L’association d’entraide la plus connue du grand public s’appelle les Alcooliques anonymes. Tout est dit. La maladie taboue dont on doit souffrir en silence en espérant échapper au regard souvent moralisateur de notre société. En même temps, la force du groupe pour s’en sortir, le lien tissé entre anciens malades et nouveaux dépendants et des milliers d’expériences vécues qui sont un matériau des plus précieux pour les chercheurs spécialistes de l’addiction à l’alcool.

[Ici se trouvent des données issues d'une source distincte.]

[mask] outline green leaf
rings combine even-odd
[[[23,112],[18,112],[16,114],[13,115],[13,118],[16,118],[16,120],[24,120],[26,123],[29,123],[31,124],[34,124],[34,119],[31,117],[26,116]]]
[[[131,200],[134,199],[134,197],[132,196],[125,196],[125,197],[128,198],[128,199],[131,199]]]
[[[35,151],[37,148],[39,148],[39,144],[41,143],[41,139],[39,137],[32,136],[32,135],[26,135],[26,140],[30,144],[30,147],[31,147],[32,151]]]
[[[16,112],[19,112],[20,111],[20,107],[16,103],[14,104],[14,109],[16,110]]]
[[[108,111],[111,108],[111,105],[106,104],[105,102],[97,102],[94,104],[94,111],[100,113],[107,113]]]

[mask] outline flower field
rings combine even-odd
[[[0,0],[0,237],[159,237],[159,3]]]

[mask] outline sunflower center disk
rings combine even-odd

A l'occasion des 6e rencontres nationales Recherche et Associations de malades organisées ce jeudi au Sénat par l'Inserm en partenariat avec pourquoidocteur, nous avons souhaité « croiser » les regards des scientifiques et des représentants des malades sur l'évolution de leurs rapports.
Deuxième exemple, le groupe de travail Alcool de l’Inserm qui regroupe depuis 2006 des chercheurs en alcoologie et les représentants de 6 associations d’entraide nationales : les Alcooliques Anonymes, Alcool Assistance, la Croix bleue, le mouvement Vie libre, la Fédération nationale des amis de la santé et Alcool écoute, joie et santé. Un partage de connaissances entre les avancées de la science et le vécu de terrain qui entend s’inspirer des pionniers du Sida, autre maladie taboue devenue modèle de partenariat entre patients et chercheurs.
pourquoidocteur : Quel était l’objectif recherché lors de la mise en place de ce groupe de travail commun en 2007 ?
Bertrand Nalpas, médecin alcoologue et directeur de recherche Inserm à Nîmes : L’alcoolisme est une pathologie extrêmement variable. Pour mieux la comprendre, les témoignages de patients sont d’autant plus précieux que la maladie reste très taboue. Or les lieux de soins ne voient passer qu’une toute petite partie des malades à la différence des associations d’entraide auxquelles ils se confient en majorité. Dans ce groupe de travail, on est plus du tout dans le soin. Il n’y a pas de blouse blanche, on ne parle pas d’un cas clinique précis. On est vraiment dans le partage d’informations pour tenter de mieux comprendre cette maladie complexe.
François Moureau, président de l’association Alcool Assistance : Nos associations, qui ont pour certaines plus de 100 ans d’existence, se sont construites sur le lien humain, sur le partage d’expériences entre les personnes qui sont sorties de la maladie alcool et celles qui sont dans la dépendance. Au départ quand l’Inserm nous a contacté, nous étions un peu sur nos gardes mais après une période d’apprivoisement en quelque sorte, nous avons vite compris cette notion de partage de compétences et nous notre compétence, c’est l’humain !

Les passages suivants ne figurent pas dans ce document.